About a month into my last job, a coworker heard me talking about food and sarcastically called me “Lemon” — as in Liz Lemon, from 30 Rock. Naturally, I was delighted, and unfortunately my enthusiasm ensured that no one ever called me Lemon again. (No one wants to give you a nickname you actually like.)
I loved Liz Lemon for her sloppiness, for her love of cheese, for her refusal to be ladylike, for the way she bossed around the manchildren who worked for her, and for the ways that she, too, was failing to grow up, despite her demanding job. Liz was my champion, at a time when I was lonely and overworked and spent too many evenings drinking wine alone, marathoning 30 Rock in my snuggie (aka slanket).
It was my love of Tina Fey’s Liz Lemon that led me to give her bestie Amy Poehler’s Leslie Knope a shot. After watching the Parks and Recreation pilot, I was unsure. Leslie was embarrassingly eager about her uncool job. Leslie was hardworking and chipper and refused to back down, even in the face of absurd obstacles. I didn’t like seeing myself in her awkwardness, and I didn’t like not seeing myself in her passion and dedication to her work.
But I kept watching (mostly because I still had wine left). And thank god I did, because while I will always have a soft spot for Liz Lemon, I needed a woman like Leslie Knope in my life.
Leslie is eager, earnest, and totally uncool. But she is so unwaveringly herself, and that is a beautiful thing to see. Watching her win people over with her sincerity, generosity and unwavering friendship, made it easier for me to believe that I was worthy of friendship, too.
Amy, if by some miracle you happen to be reading this, thank you for bringing Leslie Knope into this world. At a time when I was down on myself, she helped me see that if I focused on what mattered—being true to myself, doing meaningful work, and honoring my friendships—everything would be okay.
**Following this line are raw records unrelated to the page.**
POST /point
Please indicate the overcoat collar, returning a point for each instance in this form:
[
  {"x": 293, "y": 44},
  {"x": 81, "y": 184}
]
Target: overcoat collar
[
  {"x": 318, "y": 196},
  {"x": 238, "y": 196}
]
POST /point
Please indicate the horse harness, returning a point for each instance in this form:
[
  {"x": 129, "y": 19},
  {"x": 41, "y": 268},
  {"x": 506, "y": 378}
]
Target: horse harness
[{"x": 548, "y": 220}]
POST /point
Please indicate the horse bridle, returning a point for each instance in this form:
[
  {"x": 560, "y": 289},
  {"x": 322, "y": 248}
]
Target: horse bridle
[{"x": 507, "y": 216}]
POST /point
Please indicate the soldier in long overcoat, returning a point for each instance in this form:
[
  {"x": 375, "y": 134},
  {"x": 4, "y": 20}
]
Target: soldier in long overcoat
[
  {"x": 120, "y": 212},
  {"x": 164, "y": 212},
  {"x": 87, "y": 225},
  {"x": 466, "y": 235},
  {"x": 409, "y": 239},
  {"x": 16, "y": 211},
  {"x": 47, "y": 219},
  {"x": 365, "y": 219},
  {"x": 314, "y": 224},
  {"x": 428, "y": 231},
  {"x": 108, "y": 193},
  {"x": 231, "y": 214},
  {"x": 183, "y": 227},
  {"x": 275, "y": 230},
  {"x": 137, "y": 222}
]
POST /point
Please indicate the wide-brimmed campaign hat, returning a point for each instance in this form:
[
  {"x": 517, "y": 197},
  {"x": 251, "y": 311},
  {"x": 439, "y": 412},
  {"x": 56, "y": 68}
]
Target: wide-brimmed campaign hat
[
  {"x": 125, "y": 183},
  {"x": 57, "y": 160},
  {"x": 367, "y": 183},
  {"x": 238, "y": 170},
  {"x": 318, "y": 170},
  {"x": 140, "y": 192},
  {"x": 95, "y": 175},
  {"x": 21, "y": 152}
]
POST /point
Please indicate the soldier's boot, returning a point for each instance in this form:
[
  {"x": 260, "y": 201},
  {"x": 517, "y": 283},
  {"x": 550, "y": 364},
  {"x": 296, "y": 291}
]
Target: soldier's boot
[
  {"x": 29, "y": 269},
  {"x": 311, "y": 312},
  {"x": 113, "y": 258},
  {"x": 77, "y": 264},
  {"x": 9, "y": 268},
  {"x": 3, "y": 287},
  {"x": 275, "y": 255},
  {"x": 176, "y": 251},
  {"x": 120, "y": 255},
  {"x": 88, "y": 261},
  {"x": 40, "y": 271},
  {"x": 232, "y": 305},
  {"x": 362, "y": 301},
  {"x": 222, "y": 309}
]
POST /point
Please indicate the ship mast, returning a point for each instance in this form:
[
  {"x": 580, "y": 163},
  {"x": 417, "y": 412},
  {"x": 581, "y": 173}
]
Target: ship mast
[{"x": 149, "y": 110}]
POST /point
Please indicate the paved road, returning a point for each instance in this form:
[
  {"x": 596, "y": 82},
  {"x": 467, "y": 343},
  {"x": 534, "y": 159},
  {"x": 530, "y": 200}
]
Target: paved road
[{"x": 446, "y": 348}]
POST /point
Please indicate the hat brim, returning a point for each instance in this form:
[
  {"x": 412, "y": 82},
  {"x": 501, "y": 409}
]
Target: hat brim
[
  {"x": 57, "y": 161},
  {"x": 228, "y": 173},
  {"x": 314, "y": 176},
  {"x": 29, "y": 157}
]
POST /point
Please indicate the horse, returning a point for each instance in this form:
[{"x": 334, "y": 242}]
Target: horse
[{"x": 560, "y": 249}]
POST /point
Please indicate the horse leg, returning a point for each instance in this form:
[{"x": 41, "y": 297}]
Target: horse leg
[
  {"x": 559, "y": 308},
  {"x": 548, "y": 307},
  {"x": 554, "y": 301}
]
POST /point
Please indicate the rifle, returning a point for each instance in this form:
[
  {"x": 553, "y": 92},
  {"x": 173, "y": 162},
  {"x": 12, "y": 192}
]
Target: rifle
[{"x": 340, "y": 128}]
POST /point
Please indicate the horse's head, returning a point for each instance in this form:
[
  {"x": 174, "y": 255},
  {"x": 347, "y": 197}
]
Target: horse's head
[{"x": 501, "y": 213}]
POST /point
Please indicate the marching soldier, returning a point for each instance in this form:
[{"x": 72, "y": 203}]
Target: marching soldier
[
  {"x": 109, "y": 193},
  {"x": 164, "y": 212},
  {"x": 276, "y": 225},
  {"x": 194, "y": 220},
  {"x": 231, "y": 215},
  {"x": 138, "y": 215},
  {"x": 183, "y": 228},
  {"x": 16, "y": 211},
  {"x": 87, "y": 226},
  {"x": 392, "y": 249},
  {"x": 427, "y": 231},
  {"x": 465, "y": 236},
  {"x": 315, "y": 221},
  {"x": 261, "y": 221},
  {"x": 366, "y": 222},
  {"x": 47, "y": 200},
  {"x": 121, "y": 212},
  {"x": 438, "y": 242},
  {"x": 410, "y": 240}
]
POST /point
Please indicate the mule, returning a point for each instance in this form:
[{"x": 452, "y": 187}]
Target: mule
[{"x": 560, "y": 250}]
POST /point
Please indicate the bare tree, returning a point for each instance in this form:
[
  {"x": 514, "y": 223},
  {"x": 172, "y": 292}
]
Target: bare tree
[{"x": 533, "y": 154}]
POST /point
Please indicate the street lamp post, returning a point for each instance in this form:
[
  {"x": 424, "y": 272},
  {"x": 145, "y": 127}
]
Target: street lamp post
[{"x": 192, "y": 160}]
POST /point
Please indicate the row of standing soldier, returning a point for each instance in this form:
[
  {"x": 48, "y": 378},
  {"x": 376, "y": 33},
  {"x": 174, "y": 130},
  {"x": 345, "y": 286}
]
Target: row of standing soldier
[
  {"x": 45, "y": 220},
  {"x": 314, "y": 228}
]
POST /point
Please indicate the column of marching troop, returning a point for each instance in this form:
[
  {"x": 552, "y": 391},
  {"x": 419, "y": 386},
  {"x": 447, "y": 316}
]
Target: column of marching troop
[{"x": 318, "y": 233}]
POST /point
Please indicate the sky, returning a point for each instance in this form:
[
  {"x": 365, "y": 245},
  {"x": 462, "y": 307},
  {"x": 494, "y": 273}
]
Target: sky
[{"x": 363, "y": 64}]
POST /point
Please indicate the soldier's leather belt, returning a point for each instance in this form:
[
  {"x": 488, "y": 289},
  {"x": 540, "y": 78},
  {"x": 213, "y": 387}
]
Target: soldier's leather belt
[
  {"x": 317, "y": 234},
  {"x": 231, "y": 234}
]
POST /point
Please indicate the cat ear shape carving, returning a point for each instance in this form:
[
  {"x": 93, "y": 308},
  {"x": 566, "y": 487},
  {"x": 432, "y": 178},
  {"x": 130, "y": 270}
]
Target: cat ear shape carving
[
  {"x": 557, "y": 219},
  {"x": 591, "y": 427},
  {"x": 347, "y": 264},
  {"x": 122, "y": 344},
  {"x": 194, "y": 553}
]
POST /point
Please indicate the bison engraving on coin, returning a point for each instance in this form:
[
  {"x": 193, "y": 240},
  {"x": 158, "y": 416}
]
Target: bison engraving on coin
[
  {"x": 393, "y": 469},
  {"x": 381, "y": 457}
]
If someone had told me a few years ago that I’d spend a month writing my heart out publicly about all the women who have inspired me, I never would have believed that I had the bravery. Thank you for showing me that strong, intelligent, successful women can also be silly and earnest and vulnerable — and that, in fact, those traits are lovable.
Lastly, thank you for Galentine’s Day. Without that magical day of female friendship looming on the horizon and rose-tinting my judgment, I’m not sure that January-Emily would’ve been crazy enough to take on this #empoweredWritten project. But these 28 days of love and gratitude have changed my life.